3. L’évolution des mentalités : 2015 et au-delà

La découverte de l’homosexualité entre femmes a été un autre moment clé dans mon parcours. En 2015, lors d’un voyage avec des amies, l’une d’elles m’a averti qu’il ne fallait pas draguer une autre amie car cette dernière était sa maîtresse. Ce fut la première fois que j’ai pris conscience que des femmes aux Comores pouvaient avoir des relations amoureuses entre elles. C’était un sujet rarement abordé, voire nié publiquement, mais il montrait que, sous la surface, les normes sociales commençaient à se diversifier et à évoluer.

4. L’homosexualité en 2023 : Une banalisation inquiétante ?

En 2023, les choses ont encore changé. Une amie proche m’a raconté qu’un homme instruit et civilisé avait divorcé après avoir découvert que sa femme avait une liaison avec une autre femme. Selon elle, c’était ridicule qu’un homme moderne et éduqué divorce pour une telle raison, car l’homosexualité est devenue un phénomène presque banal. La banalisation de l’homosexualité s’est accélérée avec l’émergence des réseaux sociaux, où les accusations d’homosexualité sont fréquentes et où certains comoriens sont régulièrement pris pour cible. De nos jours, des personnes sont parfois qualifiées d’homosexuelles simplement en raison de leurs comportements perçus comme différents ou non conformes aux normes traditionnelles.
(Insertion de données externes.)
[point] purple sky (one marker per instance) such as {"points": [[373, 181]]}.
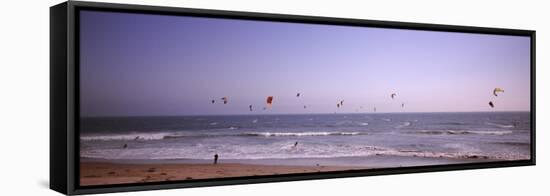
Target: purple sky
{"points": [[141, 65]]}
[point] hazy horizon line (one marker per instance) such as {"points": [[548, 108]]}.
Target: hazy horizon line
{"points": [[326, 113]]}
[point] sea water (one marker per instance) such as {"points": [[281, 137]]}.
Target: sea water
{"points": [[307, 139]]}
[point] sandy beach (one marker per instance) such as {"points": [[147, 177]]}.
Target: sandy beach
{"points": [[98, 173]]}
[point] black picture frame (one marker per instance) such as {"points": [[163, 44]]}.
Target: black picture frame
{"points": [[64, 96]]}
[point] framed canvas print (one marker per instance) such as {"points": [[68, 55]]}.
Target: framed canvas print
{"points": [[146, 97]]}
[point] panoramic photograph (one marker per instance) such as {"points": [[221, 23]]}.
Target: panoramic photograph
{"points": [[181, 98]]}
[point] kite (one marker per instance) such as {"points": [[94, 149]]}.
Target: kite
{"points": [[497, 90], [269, 101]]}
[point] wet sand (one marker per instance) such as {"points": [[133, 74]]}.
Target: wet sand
{"points": [[99, 173]]}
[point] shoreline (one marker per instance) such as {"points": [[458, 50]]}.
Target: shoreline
{"points": [[105, 173]]}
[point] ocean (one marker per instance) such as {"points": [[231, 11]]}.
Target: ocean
{"points": [[374, 139]]}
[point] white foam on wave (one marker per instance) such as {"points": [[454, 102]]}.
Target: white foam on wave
{"points": [[285, 150], [271, 134], [462, 132], [500, 125], [129, 136]]}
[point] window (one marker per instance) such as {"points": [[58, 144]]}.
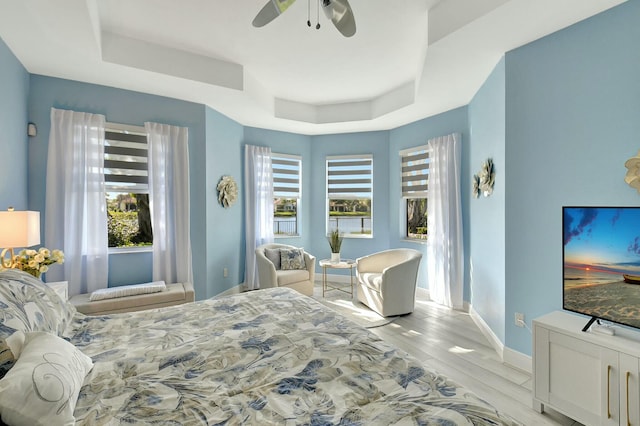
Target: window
{"points": [[126, 185], [350, 195], [286, 170], [415, 186]]}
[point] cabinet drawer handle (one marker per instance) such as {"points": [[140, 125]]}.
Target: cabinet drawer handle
{"points": [[608, 391], [628, 420]]}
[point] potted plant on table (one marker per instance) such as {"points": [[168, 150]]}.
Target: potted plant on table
{"points": [[335, 242]]}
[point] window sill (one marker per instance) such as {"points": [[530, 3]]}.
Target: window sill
{"points": [[415, 241], [125, 250]]}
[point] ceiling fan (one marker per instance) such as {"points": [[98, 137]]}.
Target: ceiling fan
{"points": [[338, 11]]}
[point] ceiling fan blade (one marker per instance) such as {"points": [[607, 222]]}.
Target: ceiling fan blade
{"points": [[271, 11], [340, 13]]}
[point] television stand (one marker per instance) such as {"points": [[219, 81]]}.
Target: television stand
{"points": [[590, 377]]}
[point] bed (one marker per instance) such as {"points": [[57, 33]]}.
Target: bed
{"points": [[265, 357]]}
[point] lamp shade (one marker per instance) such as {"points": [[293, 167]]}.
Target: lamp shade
{"points": [[19, 229]]}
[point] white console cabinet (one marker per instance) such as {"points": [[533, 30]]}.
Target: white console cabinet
{"points": [[588, 376]]}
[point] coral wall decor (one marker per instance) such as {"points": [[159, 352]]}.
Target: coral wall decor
{"points": [[483, 182], [633, 172], [227, 191]]}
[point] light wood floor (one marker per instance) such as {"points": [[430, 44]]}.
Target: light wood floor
{"points": [[449, 342]]}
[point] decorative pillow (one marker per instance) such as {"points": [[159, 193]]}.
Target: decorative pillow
{"points": [[28, 304], [292, 259], [43, 386], [7, 359], [274, 256], [127, 290]]}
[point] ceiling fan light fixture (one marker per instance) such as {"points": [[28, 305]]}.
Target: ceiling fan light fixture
{"points": [[339, 12]]}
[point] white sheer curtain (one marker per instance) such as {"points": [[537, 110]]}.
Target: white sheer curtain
{"points": [[258, 207], [169, 202], [444, 221], [76, 216]]}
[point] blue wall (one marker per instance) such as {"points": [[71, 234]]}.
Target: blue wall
{"points": [[122, 106], [572, 120], [14, 142], [559, 117], [486, 231], [224, 226]]}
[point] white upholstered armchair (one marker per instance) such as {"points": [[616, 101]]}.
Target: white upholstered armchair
{"points": [[386, 281], [272, 272]]}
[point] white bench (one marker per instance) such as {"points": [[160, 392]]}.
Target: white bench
{"points": [[175, 294]]}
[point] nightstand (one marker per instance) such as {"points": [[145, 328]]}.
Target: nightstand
{"points": [[60, 287]]}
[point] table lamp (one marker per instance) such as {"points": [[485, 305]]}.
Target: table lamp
{"points": [[17, 229]]}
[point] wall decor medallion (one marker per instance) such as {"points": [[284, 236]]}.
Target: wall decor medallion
{"points": [[483, 182], [633, 172], [227, 191]]}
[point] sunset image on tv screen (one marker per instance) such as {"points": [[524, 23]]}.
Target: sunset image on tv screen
{"points": [[601, 248]]}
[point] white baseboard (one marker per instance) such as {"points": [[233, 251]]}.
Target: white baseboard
{"points": [[496, 343], [508, 356], [518, 360]]}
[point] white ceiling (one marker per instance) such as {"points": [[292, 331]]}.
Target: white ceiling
{"points": [[409, 59]]}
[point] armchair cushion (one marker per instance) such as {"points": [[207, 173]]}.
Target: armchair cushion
{"points": [[301, 280], [292, 259], [274, 256], [372, 280], [386, 281]]}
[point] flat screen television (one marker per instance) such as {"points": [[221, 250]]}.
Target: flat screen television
{"points": [[601, 263]]}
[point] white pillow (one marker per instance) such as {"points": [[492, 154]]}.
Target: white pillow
{"points": [[127, 290], [42, 387]]}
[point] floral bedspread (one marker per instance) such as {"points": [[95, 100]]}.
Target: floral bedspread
{"points": [[266, 357]]}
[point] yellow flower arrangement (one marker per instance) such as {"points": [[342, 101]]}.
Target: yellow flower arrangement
{"points": [[37, 262]]}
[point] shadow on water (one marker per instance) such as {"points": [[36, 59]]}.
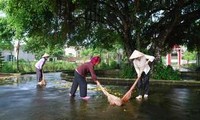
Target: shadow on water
{"points": [[21, 99]]}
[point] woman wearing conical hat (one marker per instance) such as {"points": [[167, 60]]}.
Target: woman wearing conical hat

Très récemment, j’ai regardé une vidéo qui tourne dans les réseaux, dans laquelle des mères comoriennes dansaient en toute fierté avec un jeune comorien homosexuel, qui a fini par se déclarer femme. Il y a dix ans, ces mêmes mères se seraient mises à pleurer plutôt que de danser. L’homosexualité, longtemps réprimée ou ignorée aux Comores, fait aujourd’hui face à une ambiguïté croissante dans les mentalités. Si la société semble plus tolérante ou curieuse, il existe encore une forte pression pour maintenir les normes traditionnelles. L’acceptation ou le rejet de l’homosexualité demeure une question délicate, où la flambée de la visibilité des relations homosexuelles peut aussi signifier une banalisation qui pourrait être perçue comme une menace pour les valeurs sociales et culturelles établies.